In November 2016, along with the contentious election, Los Angeles County passed a promising new sales tax measure, known as Measure M. Measure M, approved by a two-thirds supermajority, adds an extra $0.5 tax on transportation, effective through 2039. Measure M will provide a projected $120 billion in highway, transit, operations, and maintenance funding over a forty year period. This will help fund infrastructure improvements throughout the area, benefitting the residents who use the county’s roads, freeways, and public transit system.
Measure M actually isn’t particularly new. It has already been in effect in the past. In 1990, it was approved for a 20 year period. During that time, it produced over $4 billion in improvements, including adding 192 miles of new freeway, making improvements to 170 intersections and 38 freeway changes, and creating the Metrolink service, a passenger rail system in Southern California with over 55 stations.
Measure M’s Plans: Funding New Infrastructure with a Minor Sales Tax
A half a cent may not seem like much, but when aggregated, it creates vast amounts of money that can be put toward restoring, maintaining, and expanding California’s infrastructure. By the time Measure M expires in 2039, it will have risen to one cent, in keeping with projected inflation. Each year, it will bring in an astonishing $860 million dollars. This has the potential to dramatically transform the LA region’s transportation infrastructure, creating new rail lines, a new subway under Sepulveda Pass, and a new extension of the Purple Line heavy rail subway system into Westwood.
Along with these large, ambitious uses of the Measure M money, numerous smaller improvements are also planned. The money will be used to repair potholes, improve aging sidewalks, make the region more friendly to cyclists with new bike lanes, and even create greenways that add color to the hazy urban landscape of Los Angeles.

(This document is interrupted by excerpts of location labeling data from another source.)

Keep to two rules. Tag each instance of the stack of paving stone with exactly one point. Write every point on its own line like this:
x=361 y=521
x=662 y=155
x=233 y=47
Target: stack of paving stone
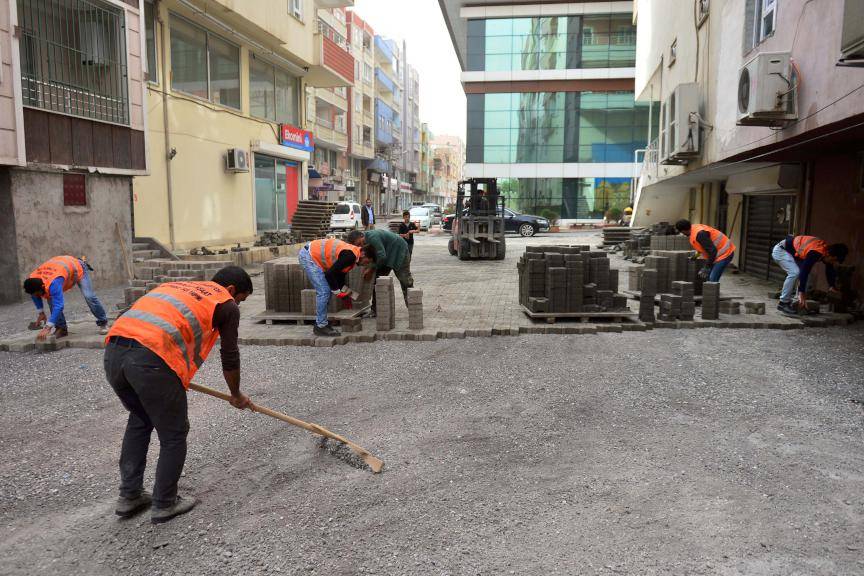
x=680 y=305
x=385 y=319
x=649 y=292
x=415 y=309
x=711 y=301
x=311 y=220
x=151 y=273
x=568 y=279
x=674 y=242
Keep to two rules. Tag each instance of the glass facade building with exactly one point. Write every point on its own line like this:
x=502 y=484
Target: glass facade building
x=551 y=43
x=555 y=127
x=569 y=198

Implementing New Infrastructure Improvements through Measure M
To execute these plans effectively, a series of strategic initiatives has been put forth for managing these projects.
- Staff capacity planning. To realize the ambitions of the Measure M project, there needs to be adequate staffing with the right personnel. Strategic consultants will assist the project in identifying, recruiting, and retaining top talent for the project’s core staff. Some processes can be streamlined or automated to keep costs down. There will also be a new initiative to partner with LA’s community colleges to integrate transportation studies into core curricula.
- Acquisition process innovation. Within the construction industry, contracts are developed independently for individual projects. There are many types of contract delivery systems, which can complicate these processes. Finding new ways to make the procurement process more efficient can save time, reduce costs, and improve the flow of project management. These initiatives can include working with private industry for innovation, streamlining processes and documentation procedures, and creating opportunities for small businesses to become involved.
A stronger project budget process.
- This time around, there’s been a significant increase in the number and scope of projects that Measure M will deliver. Life of Project (LoP) budgets will need to be ascertained for these projects.
- Detailed technical documentation. Measure M also involves a new Technical Documents initiative, which involves reviewing the prescriptive versus performance-oriented parameters of contracts, reducing the number of submittals and approvals that are necessary, and promoting emerging technologies.
- Quality management initiatives. There will be a thorough review of the LA Metro’s Quality Management Program (QMP) and accompanying Quality Management Program Manual (QMPM) documentation. This will account for new best practices derived from the experiences of other transit agencies.
- Third party utility interfaces. Third party utility related issues are one of the foremost causes of project delays, in terms of both development and delivery. Utility strategic planning, organizational structure analysis, and expansion of the pool of participating contractors will be involved in the process, via a newly established Municipal/Utility Task Force.
- Alliances with external jurisdictions. One of the biggest contributors to a successful project delivery under Measure M is the success of coordination among stakeholders and third parties. This includes close cooperation between the City of Los Angeles and the Los Angeles Metro Area, including joint strategic planning, mutual agreement regarding design criteria, and other initiatives.
Funding the Future of California’s Transportation Infrastructure
With just a modest increase in the county’s sales taxes, Measure M will generate promising new funds for a variety of projects to improve the Los Angeles area’s transportation infrastructure. This will address a wide variety of existing problems, both major and minor.
At Cordoba Corp, we have a long history of close involvement with the LA Area’s infrastructural initiatives. From our perspective, Measure M is a much-needed means to inject necessary funding into infrastructure initiatives, ultimately making Los Angeles a better place for its residents.